Kasus Kekerasan Anak dan Perempuan di Jepara Terus Meningkat, Mensos Risma Sempat Turun Langsung Berikan Bantuan

Tingginya angka kekerasan anak dan perempuan di Jepara sehingga sempat didatangi Menteri Sosial RI Tri Rismaharini turun ke Polres Jepara pada pertengahan Juli 2023 lalu (Foto: istimewa)

JEPARA, ZONANEWS.ID — Kasus kekerasan terhadap perempuan dan anak di Jepara menunjukkan tren peningkatan yang mengkhawatirkan dari tahun ke tahun. Pada tahun 2020 tercatat 95 kasus, tahun 2021 sebanyak 71 kasus, tahun 2022 meningkat menjadi 110 kasus, dan pada tahun 2023 melonjak hingga 144 kasus. Melihat kondisi ini, Menteri Sosial Tri Rismaharini turun langsung ke Polres Jepara untuk memberikan motivasi dan bantuan Asistensi Rehabilitasi Sosial (Atensi) kepada korban rudapaksa di bawah umur.

Sepanjang Januari hingga Mei 2024, Polres Jepara telah menerima 57 aduan kasus kekerasan terhadap perempuan dan anak. Kapolres Jepara melalui Kasatreskrim Polres Jepara, AKP Yorisa Prabowo, menyatakan bahwa sebagian besar aduan tersebut sudah diproses oleh Unit Pelayanan Perempuan dan Anak Satuan Reserse Kriminal (PPA Satreskrim) Polres Jepara.

“Sebanyak 57 kasus itu merupakan rekap aduan dari Januari sampai Mei.
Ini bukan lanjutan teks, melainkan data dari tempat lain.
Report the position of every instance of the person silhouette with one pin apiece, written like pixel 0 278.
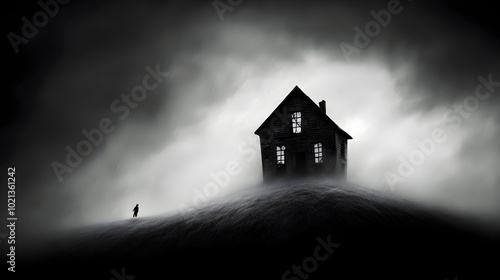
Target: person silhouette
pixel 136 209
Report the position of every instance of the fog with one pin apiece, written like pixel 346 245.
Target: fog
pixel 192 137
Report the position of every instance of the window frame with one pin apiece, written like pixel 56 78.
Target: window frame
pixel 318 153
pixel 280 155
pixel 297 122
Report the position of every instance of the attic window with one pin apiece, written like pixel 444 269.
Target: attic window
pixel 318 153
pixel 280 155
pixel 297 122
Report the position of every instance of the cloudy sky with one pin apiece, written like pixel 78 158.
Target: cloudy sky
pixel 415 83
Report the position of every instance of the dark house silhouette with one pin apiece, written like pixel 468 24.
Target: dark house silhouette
pixel 298 140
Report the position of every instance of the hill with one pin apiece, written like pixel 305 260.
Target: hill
pixel 292 230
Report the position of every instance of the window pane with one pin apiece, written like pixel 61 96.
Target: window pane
pixel 280 155
pixel 318 153
pixel 297 122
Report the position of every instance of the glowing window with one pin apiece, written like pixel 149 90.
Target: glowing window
pixel 297 122
pixel 280 155
pixel 318 153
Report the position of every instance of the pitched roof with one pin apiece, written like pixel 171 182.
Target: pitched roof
pixel 296 91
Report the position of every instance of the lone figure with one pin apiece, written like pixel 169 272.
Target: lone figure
pixel 136 209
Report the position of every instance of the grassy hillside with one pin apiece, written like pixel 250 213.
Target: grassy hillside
pixel 294 230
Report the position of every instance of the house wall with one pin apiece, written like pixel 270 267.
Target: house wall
pixel 315 129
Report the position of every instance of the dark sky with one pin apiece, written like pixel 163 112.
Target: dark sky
pixel 225 76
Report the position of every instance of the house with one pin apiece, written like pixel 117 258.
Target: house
pixel 299 139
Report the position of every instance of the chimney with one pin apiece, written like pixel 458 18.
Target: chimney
pixel 322 106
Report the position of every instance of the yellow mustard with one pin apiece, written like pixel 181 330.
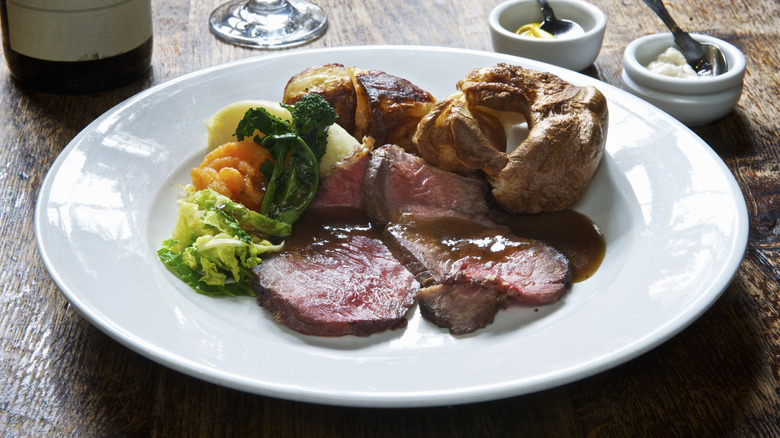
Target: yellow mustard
pixel 533 30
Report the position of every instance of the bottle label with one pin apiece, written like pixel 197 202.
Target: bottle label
pixel 77 30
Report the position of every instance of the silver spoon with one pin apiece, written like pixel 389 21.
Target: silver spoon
pixel 556 26
pixel 705 58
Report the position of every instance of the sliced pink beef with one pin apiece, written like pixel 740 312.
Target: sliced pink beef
pixel 469 270
pixel 399 184
pixel 335 277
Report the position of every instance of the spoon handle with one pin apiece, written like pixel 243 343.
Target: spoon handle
pixel 547 11
pixel 691 48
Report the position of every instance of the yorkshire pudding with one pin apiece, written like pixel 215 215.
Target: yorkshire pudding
pixel 551 169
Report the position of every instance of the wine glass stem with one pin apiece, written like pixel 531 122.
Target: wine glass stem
pixel 265 6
Yang bulan ini (Juni) belum masuk rekap, dan aduan tersebut terdiri dari berbagai permasalahan,” ujar AKP Yorisa Prabowo dalam keterangan resmi tertulisnya kepada wartawan.

Bacaan Lainnya

Yorisa menjelaskan, dari 57 kasus tersebut, terdapat enam kasus pencabulan, 18 kasus kekerasan dalam rumah tangga (KDRT), 21 kasus kekerasan terhadap anak dan perempuan, dan 10 kasus perzinahan.
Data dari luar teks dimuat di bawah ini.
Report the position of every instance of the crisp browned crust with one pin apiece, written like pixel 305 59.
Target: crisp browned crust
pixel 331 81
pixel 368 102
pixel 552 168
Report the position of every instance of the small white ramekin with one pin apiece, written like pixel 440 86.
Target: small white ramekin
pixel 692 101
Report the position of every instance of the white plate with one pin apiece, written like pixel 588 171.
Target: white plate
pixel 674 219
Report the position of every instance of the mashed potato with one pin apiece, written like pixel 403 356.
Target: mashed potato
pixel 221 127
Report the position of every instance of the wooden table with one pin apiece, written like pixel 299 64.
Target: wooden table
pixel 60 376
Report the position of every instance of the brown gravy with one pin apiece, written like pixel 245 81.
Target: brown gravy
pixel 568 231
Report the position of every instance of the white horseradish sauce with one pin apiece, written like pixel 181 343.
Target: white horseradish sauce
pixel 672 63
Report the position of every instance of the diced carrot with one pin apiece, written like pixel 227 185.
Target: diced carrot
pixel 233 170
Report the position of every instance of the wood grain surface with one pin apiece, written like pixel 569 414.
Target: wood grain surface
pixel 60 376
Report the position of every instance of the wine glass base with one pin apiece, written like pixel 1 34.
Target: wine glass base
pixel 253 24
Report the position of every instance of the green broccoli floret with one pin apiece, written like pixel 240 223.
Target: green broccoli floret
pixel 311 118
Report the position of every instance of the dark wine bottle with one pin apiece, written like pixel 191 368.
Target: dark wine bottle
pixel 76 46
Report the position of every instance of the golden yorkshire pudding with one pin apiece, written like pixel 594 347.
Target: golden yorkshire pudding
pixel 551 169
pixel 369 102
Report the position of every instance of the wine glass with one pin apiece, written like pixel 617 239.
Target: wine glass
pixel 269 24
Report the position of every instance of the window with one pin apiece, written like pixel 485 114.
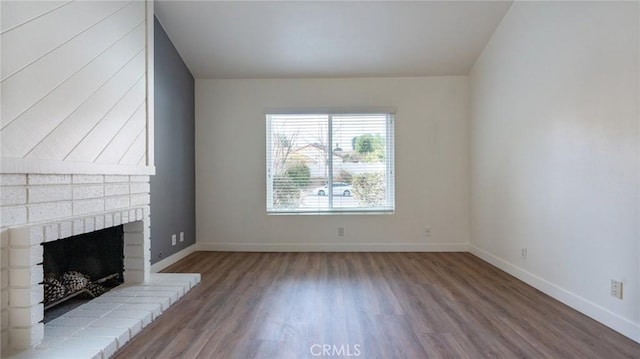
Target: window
pixel 330 163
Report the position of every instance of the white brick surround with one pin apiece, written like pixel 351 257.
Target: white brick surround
pixel 39 208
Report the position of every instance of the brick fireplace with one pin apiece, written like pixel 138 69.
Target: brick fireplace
pixel 39 208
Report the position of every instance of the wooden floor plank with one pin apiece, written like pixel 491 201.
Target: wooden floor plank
pixel 385 305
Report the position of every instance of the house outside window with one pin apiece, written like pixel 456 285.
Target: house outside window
pixel 330 163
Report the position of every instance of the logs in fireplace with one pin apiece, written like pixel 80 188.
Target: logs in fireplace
pixel 79 268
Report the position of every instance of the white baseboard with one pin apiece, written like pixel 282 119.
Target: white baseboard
pixel 586 307
pixel 160 265
pixel 333 247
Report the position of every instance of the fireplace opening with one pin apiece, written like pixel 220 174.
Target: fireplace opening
pixel 80 268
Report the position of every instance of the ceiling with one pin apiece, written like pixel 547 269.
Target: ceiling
pixel 309 39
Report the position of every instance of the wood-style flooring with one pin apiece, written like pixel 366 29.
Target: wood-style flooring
pixel 367 305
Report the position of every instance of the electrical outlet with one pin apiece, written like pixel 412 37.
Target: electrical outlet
pixel 616 289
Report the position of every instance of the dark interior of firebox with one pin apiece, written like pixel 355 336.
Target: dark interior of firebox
pixel 80 268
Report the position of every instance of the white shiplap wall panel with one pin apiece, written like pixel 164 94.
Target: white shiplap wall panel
pixel 136 152
pixel 16 13
pixel 61 141
pixel 24 89
pixel 74 77
pixel 45 115
pixel 99 137
pixel 23 52
pixel 114 151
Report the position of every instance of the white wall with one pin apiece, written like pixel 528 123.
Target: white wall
pixel 432 180
pixel 74 87
pixel 554 153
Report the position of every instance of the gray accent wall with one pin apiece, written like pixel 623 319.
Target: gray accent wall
pixel 173 186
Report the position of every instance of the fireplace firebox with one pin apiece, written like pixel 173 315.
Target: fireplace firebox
pixel 80 268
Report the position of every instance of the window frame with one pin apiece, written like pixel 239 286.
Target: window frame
pixel 388 208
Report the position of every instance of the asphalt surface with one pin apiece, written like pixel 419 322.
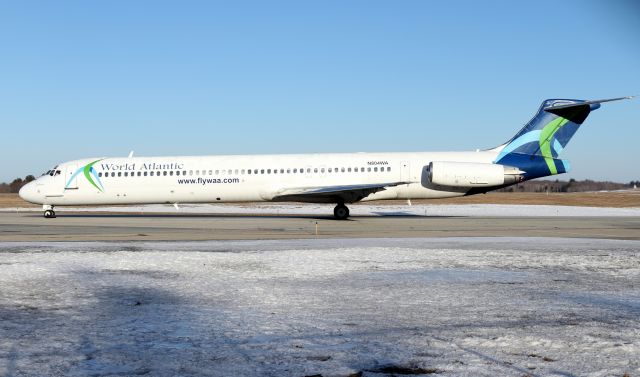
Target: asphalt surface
pixel 69 226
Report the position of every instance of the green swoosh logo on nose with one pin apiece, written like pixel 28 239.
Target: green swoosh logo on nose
pixel 87 174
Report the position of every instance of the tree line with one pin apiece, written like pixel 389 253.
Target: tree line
pixel 571 185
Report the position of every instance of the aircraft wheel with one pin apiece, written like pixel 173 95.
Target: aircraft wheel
pixel 341 212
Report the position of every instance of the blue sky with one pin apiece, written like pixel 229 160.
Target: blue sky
pixel 84 79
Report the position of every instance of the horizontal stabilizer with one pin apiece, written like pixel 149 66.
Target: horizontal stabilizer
pixel 564 105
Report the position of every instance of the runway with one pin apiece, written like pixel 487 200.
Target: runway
pixel 96 226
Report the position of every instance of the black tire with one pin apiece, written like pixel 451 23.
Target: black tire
pixel 341 212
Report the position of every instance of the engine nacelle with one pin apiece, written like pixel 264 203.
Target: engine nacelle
pixel 472 174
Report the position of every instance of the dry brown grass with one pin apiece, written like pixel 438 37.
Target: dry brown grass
pixel 619 199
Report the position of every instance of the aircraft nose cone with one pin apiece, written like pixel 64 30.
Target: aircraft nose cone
pixel 29 193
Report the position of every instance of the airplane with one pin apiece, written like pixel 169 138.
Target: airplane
pixel 336 178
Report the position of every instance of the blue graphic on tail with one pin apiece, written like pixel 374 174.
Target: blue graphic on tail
pixel 536 147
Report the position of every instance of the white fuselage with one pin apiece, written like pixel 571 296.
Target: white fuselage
pixel 208 179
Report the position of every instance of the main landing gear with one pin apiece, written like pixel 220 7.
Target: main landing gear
pixel 341 212
pixel 49 213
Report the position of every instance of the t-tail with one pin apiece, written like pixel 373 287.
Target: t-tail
pixel 535 149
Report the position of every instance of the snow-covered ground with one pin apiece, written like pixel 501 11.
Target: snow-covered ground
pixel 456 306
pixel 361 209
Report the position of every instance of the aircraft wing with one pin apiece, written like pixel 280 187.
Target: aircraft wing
pixel 332 194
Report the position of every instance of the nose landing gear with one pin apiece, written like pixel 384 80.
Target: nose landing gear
pixel 341 212
pixel 49 213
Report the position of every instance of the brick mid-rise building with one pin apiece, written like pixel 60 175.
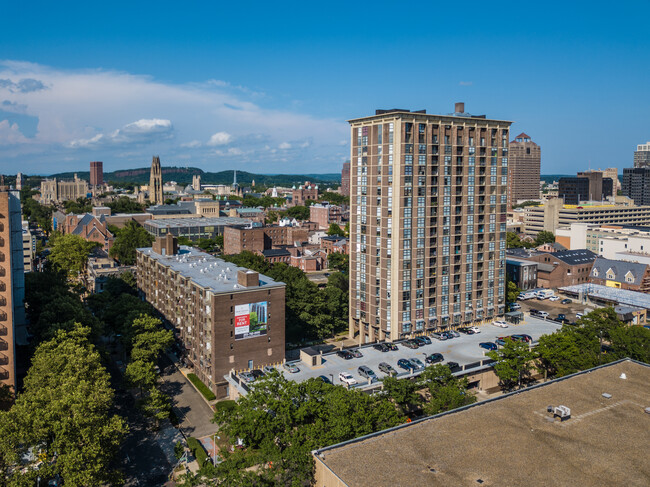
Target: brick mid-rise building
pixel 427 222
pixel 229 318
AKP Yorisa mengakui bahwa kasus kekerasan terhadap perempuan dan anak cenderung meningkat setiap tahunnya. Pada tahun 2020 terdapat 95 kasus, 2021 ada 71 kasus, 2022 ada 110 kasus, dan 2023 terdapat 144 kasus.

Baca :  BLK Kudus Buka Pendaftaran Pelatihan Berbasis Kompetensi

“Faktor ekonomi masih mendominasi penyebab adanya kekerasan maupun pencabulan. Tak jarang, korban terpaksa melakukan hal keji karena persoalan ekonomi,” terangnya.

Selain faktor ekonomi, Yorisa menyebutkan bahwa lingkungan juga menjadi penyebab sebagian kasus. Lingkaran pertemanan yang tidak sehat sering kali membuat individu tidak dapat menahan diri untuk berbuat melewati batas.